Commentary

When Art Mattered: Second Screening An American Moment

ViggleAs all of us head off to Seders and Easter feasts this weekend, even the world of mobile media becomes a bit spiritual. On Saturday, April 7 at 8 Eastern Time, USA Network will celebrate the 50th anniversary of a great American film "To Kill a Mockingbird" in a special rebroadcast. This is one of that handful of movies that packs so much power and drama in every frame it is hard to click away from it no matter how many times you may have viewed it. This version will be a digital remastering of the Universal release.

This showing gets amplified by social TV provider Viggle. Users will check in to the movie via the app and get rewards points for engaging the second screen.

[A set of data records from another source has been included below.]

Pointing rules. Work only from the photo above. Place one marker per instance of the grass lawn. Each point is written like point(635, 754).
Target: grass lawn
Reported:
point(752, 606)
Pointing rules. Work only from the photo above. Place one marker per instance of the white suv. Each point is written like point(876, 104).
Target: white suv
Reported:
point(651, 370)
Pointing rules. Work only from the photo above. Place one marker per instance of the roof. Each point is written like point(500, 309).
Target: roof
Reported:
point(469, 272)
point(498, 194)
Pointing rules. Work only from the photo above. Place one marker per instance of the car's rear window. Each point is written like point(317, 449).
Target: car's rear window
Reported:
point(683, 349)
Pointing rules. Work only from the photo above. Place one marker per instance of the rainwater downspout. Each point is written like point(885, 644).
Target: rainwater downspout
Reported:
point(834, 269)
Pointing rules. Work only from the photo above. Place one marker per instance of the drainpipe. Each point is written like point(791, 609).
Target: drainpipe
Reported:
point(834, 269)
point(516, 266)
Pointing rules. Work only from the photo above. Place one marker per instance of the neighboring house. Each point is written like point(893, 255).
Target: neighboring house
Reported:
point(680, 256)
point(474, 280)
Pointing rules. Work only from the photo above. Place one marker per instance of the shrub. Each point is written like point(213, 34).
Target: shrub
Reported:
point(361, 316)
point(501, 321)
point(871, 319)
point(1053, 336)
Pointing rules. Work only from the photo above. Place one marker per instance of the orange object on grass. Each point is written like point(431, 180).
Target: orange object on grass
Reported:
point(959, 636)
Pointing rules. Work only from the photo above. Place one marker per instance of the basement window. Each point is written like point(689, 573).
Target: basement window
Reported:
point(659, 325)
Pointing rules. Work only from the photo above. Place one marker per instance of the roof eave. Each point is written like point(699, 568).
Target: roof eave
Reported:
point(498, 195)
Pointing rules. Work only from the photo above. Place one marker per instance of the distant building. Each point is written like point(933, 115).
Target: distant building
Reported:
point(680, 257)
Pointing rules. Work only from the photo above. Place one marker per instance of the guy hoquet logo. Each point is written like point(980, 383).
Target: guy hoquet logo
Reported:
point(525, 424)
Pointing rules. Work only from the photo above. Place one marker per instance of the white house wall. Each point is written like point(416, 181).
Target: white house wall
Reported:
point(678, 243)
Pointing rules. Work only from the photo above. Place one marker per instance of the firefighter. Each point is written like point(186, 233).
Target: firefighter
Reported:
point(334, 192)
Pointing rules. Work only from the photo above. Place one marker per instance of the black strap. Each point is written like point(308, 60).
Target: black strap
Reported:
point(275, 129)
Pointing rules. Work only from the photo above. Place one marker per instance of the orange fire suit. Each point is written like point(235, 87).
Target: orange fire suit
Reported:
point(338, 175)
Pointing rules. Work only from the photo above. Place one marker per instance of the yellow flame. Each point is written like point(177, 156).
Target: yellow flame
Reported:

Part of the promotion highlights USA’s charitable spin on their usual “Characters Welcome” tag line -– “Characters Unite.” This is a program that focuses on tolerance and respect. Viggle rewards points generally can be redeemed for gift cards, movie tickets and music. In this case they can help a cause. USA and Viggle will match the points that viewers accrue and turn it into a donation to the Characters Unite non-profit.

Viggle says the app second-screen experience will include annotations of key moments in the film, celebrity stories, photos and videos cued to the live broadcast.

As a movie nut myself, I am eager to see smartphone and tablet apps experiment with pushing movie extras to the device world. All of the stuff we never bothered watching on DVD/Blu-ray discs because they intruded on the film experience can be offloaded to a second screen where we might get more out of them. I expect that some day you will be able to use a third party or network’s app at any given moment in the broadcast day to get genuinely useful enhancements and information about what is on your main screen simply by activating your smartphone. Right now, frankly, many of the “social TV” apps are piping in Twitter and Facebook feeds that add little to the content beyond streams of monosyllabic gurgles and boilerplate reactions that quickly become invisible.

I would love a day when sidecar app content is de rigueur for any major film release on disc or digital download.

I look forward to what the programmers do with this great film this weekend. "To Kill a Mockingbird" was one of those instances when a film came at an important moment in American history and dramatized a crossroads in race relations. There are those rare times when popular art really matters –- when it gives us a way to envision the next steps a culture needs to take. I can’t think of a better way to spend the Passover and Easter weekend than with a movie that mattered.